He should leave but his feet wouldn’t move. His chest felt tight.
It was her own damned fault.
But he could still see her five years ago in the periwinkle blue bridesmaid dress at Morgan’s wedding.
He could hear her gurgle of laughter as she’d made a toast to her big sister at the reception after.
“We will leave as soon as you’re dressed,” he said tersely, ignoring Jemma’s pallor and the trembling of her hands where they rested on the dressing table.
“I will need five or ten minutes,” she said.
“Of course.” He turned to leave but from the corner of his eye he saw her lean toward the mirror to try to remove the strip of false eyelashes on her right eye, her hands still shaking so much she couldn’t lift the edge.
It wasn’t his problem. He didn’t care if her hands shook violently or not. But he couldn’t stop watching her. He couldn’t help noticing that she was struggling. Tears spilled from the corners of her eyes as she battled to get the eyelashes off.
It was her fault.
He wasn’t responsible for her situation.
And yet her struggle unsettled him, awakening emotions and memories he didn’t want to feel.
Mikael didn’t believe in feeling. Feelings were best left to others. He, on the other hand, preferred logic. Structure. Rules. Order.
He wouldn’t be moved by tears. Not even the tears of a young foreign woman that he’d met many years ago at the wedding of Drakon Xanthis, his close friend from university. Just because Drakon had married Jemma’s older sister, Morgan, didn’t mean that Mikael had to make allowances.
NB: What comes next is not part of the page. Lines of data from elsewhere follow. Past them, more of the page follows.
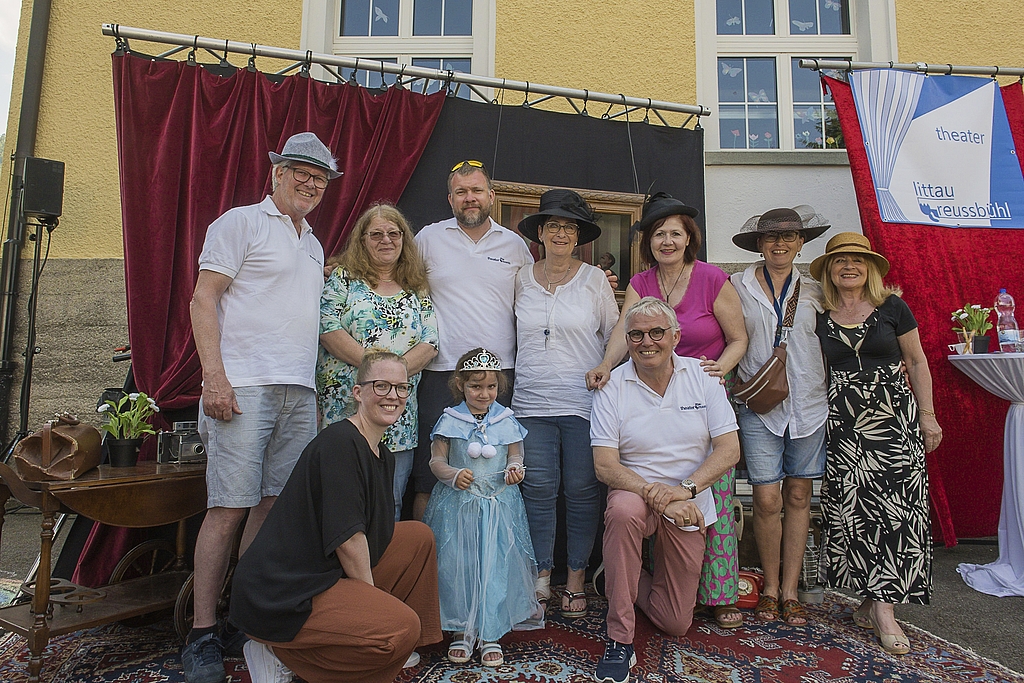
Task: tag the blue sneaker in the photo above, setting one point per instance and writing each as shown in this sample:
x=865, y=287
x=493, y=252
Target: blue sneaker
x=614, y=666
x=203, y=662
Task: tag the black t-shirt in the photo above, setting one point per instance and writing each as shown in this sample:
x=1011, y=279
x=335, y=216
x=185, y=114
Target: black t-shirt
x=878, y=341
x=337, y=489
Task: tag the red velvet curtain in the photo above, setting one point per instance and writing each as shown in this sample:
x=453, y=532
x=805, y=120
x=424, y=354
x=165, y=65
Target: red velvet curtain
x=193, y=144
x=940, y=269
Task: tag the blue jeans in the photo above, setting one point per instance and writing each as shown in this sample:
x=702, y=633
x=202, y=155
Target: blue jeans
x=557, y=451
x=402, y=468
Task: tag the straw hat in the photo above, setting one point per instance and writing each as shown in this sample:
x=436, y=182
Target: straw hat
x=812, y=224
x=848, y=243
x=564, y=204
x=307, y=148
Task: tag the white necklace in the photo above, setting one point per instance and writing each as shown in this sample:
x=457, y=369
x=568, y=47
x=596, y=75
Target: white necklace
x=547, y=278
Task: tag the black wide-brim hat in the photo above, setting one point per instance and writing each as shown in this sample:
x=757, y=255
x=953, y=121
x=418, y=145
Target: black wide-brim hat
x=563, y=204
x=812, y=225
x=662, y=205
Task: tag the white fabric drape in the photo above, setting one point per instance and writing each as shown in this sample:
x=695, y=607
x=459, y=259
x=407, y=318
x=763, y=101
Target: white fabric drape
x=1003, y=374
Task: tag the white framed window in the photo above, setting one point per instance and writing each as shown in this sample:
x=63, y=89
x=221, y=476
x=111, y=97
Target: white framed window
x=451, y=35
x=748, y=62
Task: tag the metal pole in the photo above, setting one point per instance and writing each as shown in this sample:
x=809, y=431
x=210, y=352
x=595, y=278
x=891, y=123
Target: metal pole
x=221, y=46
x=28, y=121
x=919, y=67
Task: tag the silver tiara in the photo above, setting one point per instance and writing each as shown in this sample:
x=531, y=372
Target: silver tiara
x=482, y=360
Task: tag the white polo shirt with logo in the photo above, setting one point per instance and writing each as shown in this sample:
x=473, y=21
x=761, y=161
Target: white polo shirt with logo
x=472, y=285
x=269, y=314
x=663, y=438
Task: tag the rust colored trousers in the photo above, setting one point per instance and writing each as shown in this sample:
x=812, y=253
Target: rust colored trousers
x=363, y=633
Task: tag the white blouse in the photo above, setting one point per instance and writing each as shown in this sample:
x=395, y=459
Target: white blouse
x=560, y=336
x=806, y=409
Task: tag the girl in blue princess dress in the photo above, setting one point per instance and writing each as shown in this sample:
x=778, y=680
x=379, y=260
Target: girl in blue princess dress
x=486, y=569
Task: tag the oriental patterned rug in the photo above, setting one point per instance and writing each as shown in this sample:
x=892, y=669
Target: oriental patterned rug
x=829, y=649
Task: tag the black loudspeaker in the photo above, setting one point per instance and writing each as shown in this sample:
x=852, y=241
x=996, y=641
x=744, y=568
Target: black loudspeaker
x=43, y=196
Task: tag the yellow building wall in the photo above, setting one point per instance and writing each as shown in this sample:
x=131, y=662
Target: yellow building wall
x=961, y=32
x=76, y=121
x=642, y=48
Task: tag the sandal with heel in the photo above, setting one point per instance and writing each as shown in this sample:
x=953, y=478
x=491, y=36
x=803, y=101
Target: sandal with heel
x=491, y=648
x=459, y=644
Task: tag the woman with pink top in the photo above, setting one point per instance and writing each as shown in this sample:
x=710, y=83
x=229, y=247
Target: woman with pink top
x=711, y=322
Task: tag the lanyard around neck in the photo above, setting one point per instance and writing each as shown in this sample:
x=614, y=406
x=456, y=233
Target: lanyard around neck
x=776, y=302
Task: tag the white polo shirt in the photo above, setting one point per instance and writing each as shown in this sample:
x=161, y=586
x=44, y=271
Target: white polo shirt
x=667, y=438
x=472, y=285
x=269, y=314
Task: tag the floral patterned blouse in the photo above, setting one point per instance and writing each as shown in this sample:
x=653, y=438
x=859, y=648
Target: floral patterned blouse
x=396, y=323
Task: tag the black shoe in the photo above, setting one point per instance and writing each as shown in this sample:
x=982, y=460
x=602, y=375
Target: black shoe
x=203, y=662
x=614, y=666
x=231, y=640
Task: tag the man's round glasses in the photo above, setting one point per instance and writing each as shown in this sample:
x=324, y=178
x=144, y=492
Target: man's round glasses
x=301, y=175
x=378, y=236
x=554, y=227
x=383, y=388
x=655, y=334
x=786, y=236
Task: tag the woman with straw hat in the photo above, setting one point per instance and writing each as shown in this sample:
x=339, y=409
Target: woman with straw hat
x=785, y=446
x=876, y=532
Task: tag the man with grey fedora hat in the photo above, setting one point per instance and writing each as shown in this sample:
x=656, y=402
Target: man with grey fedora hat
x=255, y=315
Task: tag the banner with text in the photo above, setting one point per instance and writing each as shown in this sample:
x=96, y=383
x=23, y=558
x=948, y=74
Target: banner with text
x=939, y=148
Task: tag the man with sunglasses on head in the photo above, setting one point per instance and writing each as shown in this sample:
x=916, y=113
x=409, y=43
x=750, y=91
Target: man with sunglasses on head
x=471, y=267
x=663, y=432
x=255, y=315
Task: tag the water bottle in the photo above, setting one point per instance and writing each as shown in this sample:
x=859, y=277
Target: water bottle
x=1007, y=325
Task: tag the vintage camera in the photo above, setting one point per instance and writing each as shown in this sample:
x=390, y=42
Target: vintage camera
x=180, y=445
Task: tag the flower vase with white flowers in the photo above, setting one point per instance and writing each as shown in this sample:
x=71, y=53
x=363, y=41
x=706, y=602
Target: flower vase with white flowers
x=972, y=322
x=128, y=418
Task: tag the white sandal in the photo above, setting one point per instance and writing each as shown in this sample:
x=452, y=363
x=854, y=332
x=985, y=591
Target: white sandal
x=460, y=644
x=491, y=648
x=542, y=587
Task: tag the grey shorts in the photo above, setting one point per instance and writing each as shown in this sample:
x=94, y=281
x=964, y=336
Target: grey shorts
x=252, y=455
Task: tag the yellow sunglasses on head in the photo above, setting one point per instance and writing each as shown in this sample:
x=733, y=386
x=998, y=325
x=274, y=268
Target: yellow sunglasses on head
x=471, y=162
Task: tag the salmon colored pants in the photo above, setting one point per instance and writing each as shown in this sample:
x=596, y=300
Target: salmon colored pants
x=667, y=597
x=363, y=633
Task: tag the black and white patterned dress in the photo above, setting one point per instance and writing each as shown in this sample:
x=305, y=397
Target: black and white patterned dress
x=877, y=530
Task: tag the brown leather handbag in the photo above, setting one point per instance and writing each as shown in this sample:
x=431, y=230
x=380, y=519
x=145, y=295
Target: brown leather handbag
x=770, y=386
x=62, y=450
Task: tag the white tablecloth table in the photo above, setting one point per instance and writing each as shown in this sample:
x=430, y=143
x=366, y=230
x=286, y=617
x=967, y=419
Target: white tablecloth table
x=1003, y=374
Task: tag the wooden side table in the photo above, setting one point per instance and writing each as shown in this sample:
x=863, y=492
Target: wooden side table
x=147, y=495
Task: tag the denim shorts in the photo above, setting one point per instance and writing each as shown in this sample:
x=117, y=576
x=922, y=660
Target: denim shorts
x=770, y=459
x=251, y=456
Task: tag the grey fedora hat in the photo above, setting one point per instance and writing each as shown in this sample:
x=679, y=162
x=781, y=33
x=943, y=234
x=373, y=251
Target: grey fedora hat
x=802, y=218
x=307, y=148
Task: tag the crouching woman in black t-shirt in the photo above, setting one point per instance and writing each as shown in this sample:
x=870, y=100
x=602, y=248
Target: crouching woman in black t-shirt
x=332, y=588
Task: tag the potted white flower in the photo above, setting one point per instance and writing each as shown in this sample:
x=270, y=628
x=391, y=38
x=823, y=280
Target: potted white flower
x=971, y=324
x=127, y=426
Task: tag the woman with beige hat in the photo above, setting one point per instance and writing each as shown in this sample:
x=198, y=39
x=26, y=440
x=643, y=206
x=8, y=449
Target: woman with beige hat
x=784, y=447
x=876, y=532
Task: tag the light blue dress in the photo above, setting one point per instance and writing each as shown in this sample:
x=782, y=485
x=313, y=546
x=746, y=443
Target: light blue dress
x=486, y=569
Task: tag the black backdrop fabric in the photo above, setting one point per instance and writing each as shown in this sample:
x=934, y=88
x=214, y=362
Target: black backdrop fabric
x=555, y=150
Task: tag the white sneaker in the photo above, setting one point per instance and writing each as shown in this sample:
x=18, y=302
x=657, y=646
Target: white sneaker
x=263, y=666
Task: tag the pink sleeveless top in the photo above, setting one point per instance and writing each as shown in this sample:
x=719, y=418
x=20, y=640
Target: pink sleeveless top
x=699, y=332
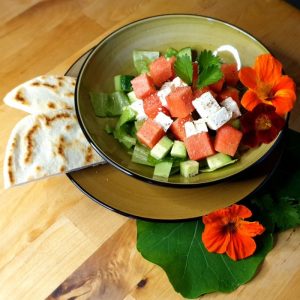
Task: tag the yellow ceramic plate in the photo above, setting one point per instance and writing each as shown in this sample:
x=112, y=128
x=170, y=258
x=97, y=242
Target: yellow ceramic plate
x=113, y=55
x=123, y=194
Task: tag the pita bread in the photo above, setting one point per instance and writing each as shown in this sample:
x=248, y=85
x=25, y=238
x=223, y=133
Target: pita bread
x=43, y=94
x=46, y=144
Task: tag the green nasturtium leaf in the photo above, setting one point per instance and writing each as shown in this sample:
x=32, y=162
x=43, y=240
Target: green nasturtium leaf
x=191, y=269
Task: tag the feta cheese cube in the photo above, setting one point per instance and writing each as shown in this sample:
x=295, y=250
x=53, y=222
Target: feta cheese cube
x=219, y=118
x=163, y=120
x=177, y=82
x=200, y=125
x=206, y=105
x=163, y=93
x=189, y=129
x=138, y=107
x=232, y=106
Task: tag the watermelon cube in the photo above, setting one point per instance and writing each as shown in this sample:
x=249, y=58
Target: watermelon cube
x=231, y=74
x=152, y=106
x=143, y=86
x=217, y=87
x=177, y=127
x=161, y=70
x=199, y=146
x=230, y=92
x=227, y=140
x=180, y=102
x=150, y=133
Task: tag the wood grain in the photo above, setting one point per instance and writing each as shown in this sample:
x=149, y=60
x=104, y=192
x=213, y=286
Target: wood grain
x=52, y=237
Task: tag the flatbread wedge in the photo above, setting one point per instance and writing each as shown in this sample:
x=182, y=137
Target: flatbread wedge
x=43, y=94
x=46, y=144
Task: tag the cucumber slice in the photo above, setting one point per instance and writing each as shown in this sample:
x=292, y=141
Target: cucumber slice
x=132, y=97
x=178, y=149
x=189, y=168
x=163, y=169
x=218, y=161
x=162, y=148
x=185, y=51
x=100, y=103
x=170, y=52
x=123, y=83
x=141, y=60
x=140, y=155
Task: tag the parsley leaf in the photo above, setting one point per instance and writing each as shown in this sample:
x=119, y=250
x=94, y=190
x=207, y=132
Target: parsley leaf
x=209, y=69
x=184, y=68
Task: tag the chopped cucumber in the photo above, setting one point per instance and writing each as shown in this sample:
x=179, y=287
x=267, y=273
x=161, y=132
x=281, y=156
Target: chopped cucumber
x=162, y=148
x=185, y=51
x=163, y=169
x=140, y=155
x=218, y=161
x=132, y=97
x=141, y=60
x=189, y=168
x=178, y=149
x=170, y=52
x=100, y=103
x=123, y=83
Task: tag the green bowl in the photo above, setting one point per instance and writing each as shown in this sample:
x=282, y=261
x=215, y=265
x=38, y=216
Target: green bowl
x=113, y=55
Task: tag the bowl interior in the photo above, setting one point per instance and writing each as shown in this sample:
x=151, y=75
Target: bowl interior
x=113, y=56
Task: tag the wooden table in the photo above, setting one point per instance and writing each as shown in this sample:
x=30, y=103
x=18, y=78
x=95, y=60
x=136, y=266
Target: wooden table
x=54, y=241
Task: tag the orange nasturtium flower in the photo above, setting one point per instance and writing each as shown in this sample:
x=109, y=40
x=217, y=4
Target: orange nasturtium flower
x=266, y=84
x=226, y=231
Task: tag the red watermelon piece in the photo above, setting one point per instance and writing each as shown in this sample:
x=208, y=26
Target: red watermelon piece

Why make allowances when Daniel Copeland had made none for his mother?
“Stop,” he ordered, unable to watch her struggle any longer. “You’re about to take out your eye.”
“I have to get them off.”
“Not like that.”
“I can do it.”
“You’re making a mess of it.” He crossed the distance, gestured for her to turn on her stool. “Face me, and hold still. Look down. Don’t move.”
Jemma held her breath as she felt his fingers against her temple. His touch was warm, his hand steady as he used the tip of his finger to lift the edge of the strip and then he slowly, carefully peeled the lashes from her lid. “One down,” he said, putting the crescent of lashes in her hand. “One to go.”
He made quick work on the second set.
“You’ve done this before,” she said, as he took a step back, putting distance between them, but not enough distance. He was so big, so intimidating, that she found his nearness overwhelming.
“I haven’t, but I’ve watched enough girlfriends put on make up to know how it’s done.”
She looked at him for a long moment, her gaze searching his. “And you have no say in the sentencing?” she asked.
“I have plenty of say,” he answered. “I am the king. I can make new laws, pass laws, break laws...but breaking laws wouldn’t make me a good king or a proper leader for my people. So I, too, observe the laws of Saidia, and am committed to upholding them.”
“Could you ask the judge to be lenient with me?”
“I could.”
“But you won’t?”
He didn’t answer right away, which was telling, she thought.
“Would you ask for leniency for another woman?”
His broad shoulders shifted. “It would depend on who she was, and what she’d done.”
“So your relationship with her would influence your decision?”
“Absolutely.”
“I see.”
“As her character would influence my decision.”
And he didn’t approve of her character.
Jemma understood then that he wouldn’t help her in any way. He didn’t like her. He didn’t approve of her. And he felt no pity or compassion because she was a Copeland and it was a Copeland, her father, who had wronged his family.
In his mind, she had so many strikes against her she wasn’t worth saving.
For a moment she couldn’t breathe. The pain was so sharp and hard it cut her to the quick.
It was almost like the pain when Damien ended their engagement. He’d said he’d loved her. He’d said he wanted to spend his life with her. But then when he began losing jobs, he backed away from her. Far better to lose her, than his career.
Throat aching, eyes burning, Jemma turned back to the mirror.
She reached for a brush and ran it slowly through her long dark hair, making the glossy waves ripple down her back, telling herself not to think, not to feel, and most definitely, not to cry.
“You expect your tribal elder to sentence me to prison, for at least five years?” she asked, drawing the brush through her long hair.